Casunziei-Beet Stuffed Ravioli with Brown Butter-Poppy Seed Sauce
Ingredients for Ravioli:
1 batch of fresh ravioli OR (if easier, but I’ll shed a bit of a tear) wonton wrappers
2 beets, peeled and boiled till soft
1 large potato, peeled and boiled till soft
7 oz of ricotta
1/2 cup of grated parmigiano reggiano
3 tablespoons of milk
1/4 teaspoon of fresh nutmeg
pinch of salt to taste
Ingredients for Sauce:
4-6 tablespoons of unsalted butter (eyeball - you may want more sauce or less sauce so use whatever amount of butter you want!)
optional: 6 sage leaves
1 to 2 tablespoons of poppy seeds
freshly grated parmigiano reggiano
(optional) pinch of salt
(optional garnish) chopped chives
Cooking and Preparation:
1) Boil your beets and potato until very soft. Remove and allow to cool for a bit. When cool, mash by hand or blitz in a food processor till pretty smooth. Add to a bowl.
2) Once the beet/potato mixture is cool, add your ricotta, cheese, nutmeg, salt and milk. Stir to combine. Taste for seasoning.
3) Using a glass or ravioli cutter with a 4-inch diameter, cut your ravioli circles. Fill the midde of each ravioli with about 1 teaspoon filling. Wet the outer diameter of the ravioli with water using your finger. Bring one side of the circle to meet the other and pinch all of the sides closed. Dust with a bit of flour and allow to await its fate in the boiling water. Note to self - start boiling your pasta water. Don’t forget to add some salt!
4) Continue making all your ravioli until you have enough.

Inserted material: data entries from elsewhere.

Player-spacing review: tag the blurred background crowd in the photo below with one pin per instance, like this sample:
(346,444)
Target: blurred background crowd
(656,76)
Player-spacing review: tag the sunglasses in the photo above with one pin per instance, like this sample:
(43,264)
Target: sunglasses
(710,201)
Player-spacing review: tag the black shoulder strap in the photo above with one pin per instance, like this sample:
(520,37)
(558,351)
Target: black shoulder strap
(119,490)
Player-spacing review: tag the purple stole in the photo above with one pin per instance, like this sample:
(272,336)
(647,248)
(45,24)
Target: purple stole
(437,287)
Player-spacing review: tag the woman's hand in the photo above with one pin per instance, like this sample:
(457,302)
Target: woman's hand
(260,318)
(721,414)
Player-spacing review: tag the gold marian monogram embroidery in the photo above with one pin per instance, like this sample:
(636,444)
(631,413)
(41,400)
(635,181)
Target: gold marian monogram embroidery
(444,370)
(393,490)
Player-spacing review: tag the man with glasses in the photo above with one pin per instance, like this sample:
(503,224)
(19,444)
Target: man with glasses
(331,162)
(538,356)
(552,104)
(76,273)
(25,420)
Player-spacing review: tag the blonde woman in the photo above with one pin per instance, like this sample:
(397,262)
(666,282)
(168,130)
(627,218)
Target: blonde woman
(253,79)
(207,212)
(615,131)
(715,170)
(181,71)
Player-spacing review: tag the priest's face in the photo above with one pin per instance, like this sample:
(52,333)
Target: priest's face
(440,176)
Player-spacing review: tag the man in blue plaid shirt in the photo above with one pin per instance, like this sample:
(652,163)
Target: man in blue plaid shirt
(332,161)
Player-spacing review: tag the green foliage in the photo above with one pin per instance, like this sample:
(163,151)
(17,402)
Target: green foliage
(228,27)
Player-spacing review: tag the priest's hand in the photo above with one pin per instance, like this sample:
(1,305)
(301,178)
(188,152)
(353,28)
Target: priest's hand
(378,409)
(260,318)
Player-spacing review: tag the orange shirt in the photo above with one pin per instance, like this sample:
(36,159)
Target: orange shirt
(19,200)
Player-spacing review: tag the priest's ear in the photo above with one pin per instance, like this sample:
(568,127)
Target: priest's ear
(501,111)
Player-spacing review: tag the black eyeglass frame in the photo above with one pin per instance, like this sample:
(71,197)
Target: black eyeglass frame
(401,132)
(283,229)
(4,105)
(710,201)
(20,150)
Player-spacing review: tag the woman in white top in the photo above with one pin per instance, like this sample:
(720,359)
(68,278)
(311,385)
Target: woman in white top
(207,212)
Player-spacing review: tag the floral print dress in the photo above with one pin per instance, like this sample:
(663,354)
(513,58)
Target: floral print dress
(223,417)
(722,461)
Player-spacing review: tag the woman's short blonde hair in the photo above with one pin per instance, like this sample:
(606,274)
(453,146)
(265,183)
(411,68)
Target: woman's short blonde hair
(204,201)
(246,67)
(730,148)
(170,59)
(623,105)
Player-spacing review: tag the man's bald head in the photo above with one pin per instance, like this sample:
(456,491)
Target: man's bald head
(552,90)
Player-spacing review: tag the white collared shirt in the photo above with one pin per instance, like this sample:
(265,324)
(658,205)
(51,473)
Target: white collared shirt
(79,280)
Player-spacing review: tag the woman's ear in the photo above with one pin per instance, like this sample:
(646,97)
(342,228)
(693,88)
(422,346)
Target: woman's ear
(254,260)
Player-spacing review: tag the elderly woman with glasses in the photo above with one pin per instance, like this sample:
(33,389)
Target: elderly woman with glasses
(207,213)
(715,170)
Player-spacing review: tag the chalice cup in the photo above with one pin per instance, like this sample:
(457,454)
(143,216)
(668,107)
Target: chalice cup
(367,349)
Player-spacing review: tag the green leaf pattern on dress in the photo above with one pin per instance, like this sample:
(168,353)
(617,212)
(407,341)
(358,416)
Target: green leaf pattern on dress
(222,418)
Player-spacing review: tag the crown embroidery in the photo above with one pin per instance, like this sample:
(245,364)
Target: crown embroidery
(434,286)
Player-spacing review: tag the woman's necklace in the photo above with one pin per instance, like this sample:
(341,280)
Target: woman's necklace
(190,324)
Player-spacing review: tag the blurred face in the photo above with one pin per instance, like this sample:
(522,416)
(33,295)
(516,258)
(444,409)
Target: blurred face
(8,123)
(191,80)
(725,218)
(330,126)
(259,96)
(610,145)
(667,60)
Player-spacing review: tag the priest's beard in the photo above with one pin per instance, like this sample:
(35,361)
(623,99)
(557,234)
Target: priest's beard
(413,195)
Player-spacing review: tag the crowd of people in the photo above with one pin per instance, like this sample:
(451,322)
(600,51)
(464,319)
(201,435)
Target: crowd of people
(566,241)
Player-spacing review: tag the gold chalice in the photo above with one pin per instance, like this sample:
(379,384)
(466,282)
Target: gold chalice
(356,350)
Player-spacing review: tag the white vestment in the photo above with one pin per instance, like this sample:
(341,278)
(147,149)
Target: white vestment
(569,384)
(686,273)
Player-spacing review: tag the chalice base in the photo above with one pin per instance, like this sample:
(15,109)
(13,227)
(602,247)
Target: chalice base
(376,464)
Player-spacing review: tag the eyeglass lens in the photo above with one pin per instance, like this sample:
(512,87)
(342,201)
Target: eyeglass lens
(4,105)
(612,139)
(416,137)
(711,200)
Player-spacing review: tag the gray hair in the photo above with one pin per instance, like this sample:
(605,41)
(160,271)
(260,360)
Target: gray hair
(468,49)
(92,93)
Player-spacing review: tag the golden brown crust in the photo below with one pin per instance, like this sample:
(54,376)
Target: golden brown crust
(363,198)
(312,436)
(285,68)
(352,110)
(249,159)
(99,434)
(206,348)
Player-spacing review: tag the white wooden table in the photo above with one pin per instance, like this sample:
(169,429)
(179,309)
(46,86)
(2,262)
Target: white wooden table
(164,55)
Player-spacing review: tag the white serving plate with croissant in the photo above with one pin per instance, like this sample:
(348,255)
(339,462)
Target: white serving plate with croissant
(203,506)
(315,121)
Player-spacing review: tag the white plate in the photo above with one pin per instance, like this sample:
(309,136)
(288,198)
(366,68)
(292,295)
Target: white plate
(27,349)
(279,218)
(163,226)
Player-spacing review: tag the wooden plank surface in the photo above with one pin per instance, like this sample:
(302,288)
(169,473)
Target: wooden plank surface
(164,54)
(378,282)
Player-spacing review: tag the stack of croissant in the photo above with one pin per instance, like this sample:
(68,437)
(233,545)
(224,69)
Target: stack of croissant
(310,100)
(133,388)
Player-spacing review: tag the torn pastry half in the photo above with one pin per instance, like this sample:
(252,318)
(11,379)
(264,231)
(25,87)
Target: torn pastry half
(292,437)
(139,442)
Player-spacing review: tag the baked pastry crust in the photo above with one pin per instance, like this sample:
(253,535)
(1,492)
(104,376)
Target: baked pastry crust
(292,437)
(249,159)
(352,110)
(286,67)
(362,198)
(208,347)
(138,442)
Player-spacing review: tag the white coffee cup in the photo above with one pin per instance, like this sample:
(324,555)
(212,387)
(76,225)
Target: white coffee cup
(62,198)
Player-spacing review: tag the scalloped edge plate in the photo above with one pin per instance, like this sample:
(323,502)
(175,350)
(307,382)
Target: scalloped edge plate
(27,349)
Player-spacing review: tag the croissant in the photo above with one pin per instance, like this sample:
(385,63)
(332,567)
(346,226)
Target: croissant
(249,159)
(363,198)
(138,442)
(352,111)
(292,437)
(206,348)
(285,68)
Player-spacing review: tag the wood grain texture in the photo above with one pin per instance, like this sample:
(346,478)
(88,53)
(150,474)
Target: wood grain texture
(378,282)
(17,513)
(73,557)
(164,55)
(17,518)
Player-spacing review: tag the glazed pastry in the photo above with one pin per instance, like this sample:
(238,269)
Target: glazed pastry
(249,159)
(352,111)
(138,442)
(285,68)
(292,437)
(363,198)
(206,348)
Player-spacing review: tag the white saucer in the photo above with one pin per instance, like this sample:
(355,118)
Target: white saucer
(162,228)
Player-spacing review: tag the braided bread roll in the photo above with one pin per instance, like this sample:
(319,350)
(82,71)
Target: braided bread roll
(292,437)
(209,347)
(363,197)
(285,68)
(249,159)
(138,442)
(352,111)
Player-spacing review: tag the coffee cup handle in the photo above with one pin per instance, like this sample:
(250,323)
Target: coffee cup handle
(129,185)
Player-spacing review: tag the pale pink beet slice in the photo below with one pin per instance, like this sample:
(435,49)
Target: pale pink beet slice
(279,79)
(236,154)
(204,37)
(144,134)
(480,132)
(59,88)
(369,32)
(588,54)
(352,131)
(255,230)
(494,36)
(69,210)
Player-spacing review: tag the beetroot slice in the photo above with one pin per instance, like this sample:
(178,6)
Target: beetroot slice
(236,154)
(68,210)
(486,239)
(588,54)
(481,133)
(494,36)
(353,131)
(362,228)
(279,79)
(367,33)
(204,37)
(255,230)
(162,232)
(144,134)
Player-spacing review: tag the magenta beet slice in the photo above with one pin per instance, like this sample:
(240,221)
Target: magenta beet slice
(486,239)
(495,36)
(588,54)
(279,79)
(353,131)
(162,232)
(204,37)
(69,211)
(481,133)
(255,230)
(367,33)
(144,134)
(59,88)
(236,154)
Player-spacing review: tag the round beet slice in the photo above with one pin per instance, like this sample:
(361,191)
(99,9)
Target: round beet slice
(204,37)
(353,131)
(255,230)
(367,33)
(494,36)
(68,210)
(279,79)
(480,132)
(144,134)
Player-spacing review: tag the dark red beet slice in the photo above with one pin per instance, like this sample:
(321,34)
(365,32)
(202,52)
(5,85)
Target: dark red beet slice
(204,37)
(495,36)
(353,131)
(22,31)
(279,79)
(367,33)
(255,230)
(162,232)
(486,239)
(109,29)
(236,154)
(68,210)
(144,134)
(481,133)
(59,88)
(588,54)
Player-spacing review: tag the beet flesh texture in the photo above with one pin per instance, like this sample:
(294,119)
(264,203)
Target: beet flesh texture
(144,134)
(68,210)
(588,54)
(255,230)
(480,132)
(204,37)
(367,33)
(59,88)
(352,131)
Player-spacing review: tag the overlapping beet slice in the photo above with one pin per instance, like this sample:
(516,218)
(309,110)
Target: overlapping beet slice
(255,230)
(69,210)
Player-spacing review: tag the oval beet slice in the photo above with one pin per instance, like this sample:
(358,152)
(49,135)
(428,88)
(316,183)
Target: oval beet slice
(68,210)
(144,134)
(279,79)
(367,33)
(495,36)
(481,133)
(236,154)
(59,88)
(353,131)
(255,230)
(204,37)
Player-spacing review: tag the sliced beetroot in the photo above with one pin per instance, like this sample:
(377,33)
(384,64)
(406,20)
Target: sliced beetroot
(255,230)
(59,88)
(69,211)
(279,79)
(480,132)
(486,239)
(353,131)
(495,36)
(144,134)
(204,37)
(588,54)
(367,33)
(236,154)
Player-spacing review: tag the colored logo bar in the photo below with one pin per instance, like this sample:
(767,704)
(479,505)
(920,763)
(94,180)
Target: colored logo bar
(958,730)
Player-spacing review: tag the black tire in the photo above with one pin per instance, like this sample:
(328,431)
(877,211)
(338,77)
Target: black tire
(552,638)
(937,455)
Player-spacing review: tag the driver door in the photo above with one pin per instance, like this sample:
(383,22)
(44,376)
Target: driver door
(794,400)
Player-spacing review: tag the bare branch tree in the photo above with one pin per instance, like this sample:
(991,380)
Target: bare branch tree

5) Add your ravioli to the boiling water and allow to cook (about 2 to 3 minutes). They should raise to the top when they are done.
6) In a separate pan, heat up your butter on medium-low and allow to cook until butter begins to get a bit of color. Add your sage leaves and continue to get a bit more color. Add your poppy seeds and toss a bit. Add your ravioli’s to the pan and toss in the butter sauce.
7) Plate ravioli’s with some of the butter sauce on top along with a pinch of (optional) salt and a dusting of freshly ground parmigiano reggiano and chives (optional).